If it showed nothing new, I don't think I'd have posted it.

*Originally posted by DukeFreedom*

Then you'll see that EV[b/f] > EV[c/c] **> EV[c/f]** then.

As for your second question about the 1/(bets in pot)...

Lemme first just quote what Cornholio wrote

If you assume your opponent will __check behind all worse hands__ in case you check, but bet for value all better hands, it would be sufficient if the opponent called a worse hand with a probability of 1/(bets in the pot).

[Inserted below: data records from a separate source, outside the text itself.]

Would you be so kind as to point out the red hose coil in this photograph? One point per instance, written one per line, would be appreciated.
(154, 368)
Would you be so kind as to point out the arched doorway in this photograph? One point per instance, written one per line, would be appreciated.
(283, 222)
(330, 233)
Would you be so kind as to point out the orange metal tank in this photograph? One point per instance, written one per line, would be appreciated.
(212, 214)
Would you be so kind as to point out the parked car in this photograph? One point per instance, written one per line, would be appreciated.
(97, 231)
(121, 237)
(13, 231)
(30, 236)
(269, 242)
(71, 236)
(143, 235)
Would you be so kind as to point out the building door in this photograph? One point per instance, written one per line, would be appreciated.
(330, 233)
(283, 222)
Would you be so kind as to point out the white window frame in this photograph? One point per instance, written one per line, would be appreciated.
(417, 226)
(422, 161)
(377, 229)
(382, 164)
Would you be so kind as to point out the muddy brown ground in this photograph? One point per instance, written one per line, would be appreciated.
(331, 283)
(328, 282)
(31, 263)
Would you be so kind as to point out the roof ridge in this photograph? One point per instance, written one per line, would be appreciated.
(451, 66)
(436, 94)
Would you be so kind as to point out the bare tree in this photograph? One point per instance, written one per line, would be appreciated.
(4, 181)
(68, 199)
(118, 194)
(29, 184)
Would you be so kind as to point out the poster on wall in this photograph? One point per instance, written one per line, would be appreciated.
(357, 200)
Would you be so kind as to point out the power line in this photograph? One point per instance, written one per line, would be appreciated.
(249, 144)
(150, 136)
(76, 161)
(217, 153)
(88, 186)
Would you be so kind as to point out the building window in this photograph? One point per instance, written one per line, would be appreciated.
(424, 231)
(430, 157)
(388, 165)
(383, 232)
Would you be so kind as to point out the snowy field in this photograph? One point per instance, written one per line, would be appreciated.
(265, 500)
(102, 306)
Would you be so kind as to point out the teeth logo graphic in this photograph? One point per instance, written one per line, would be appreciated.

If the opponent has a better hand, you would lose one bet, and you won't get a bet from a worse hand.

He worded this very poorly and actually it's even wrong when this is what he really ment, because as I said before: if our equity <50% and we assume your opponent always checks behind worse hands when checked to

**then c/f is always the best move**.

Instead, he should have written

If you assume your opponent will **play optimally** in case you check, it would be sufficient if the opponent called a worse hand with a probability of 1/(bets in the pot).

Now note that

**playing optimally is *NOT* the same as always checking behind worse hands**. To see this quickly, take your example and assume that your opponent will bluff 1/11 times when he bets (when you check to him). In that case you can't call (actually: you'll be indifferent between calling or folding), because 10/11 times you'll loose 1 BB and 1/11 times you'll win the pot of 10 BB, giving a net EV of 0, the same as c/f.

In fact, "playing optimally" is very precisely defined for your opponent according to game theory, but I really don't want to get into explaining the exact theory behind this... Basically it just says that your opponent will bluff with such a frequency that you'll be indifferent between c/c his bet or c/f.

Hence this "optimal playing strategy" for your opponent dictates that both c/c and c/f will have an EV of 0 for you, as with the example I gave above.

However, b/f will have an EV of > 0 if your opponent calls worse hands with a probability P > 1/B, where B = bets in pot. This follows, because:

with probability (1-P) we lose 1

with probability P we win B+1

Now the net EV of b/f will be P*(B+1) - (1-P)*1= P*B - 1.

Now P*B - 1 will always be > 0 if P > 1/B.

Hence b/f will be better then c/c and c/f if we assume our opponent calls worse hands with probability > 1/(bets in pot) and would play optimally if we check.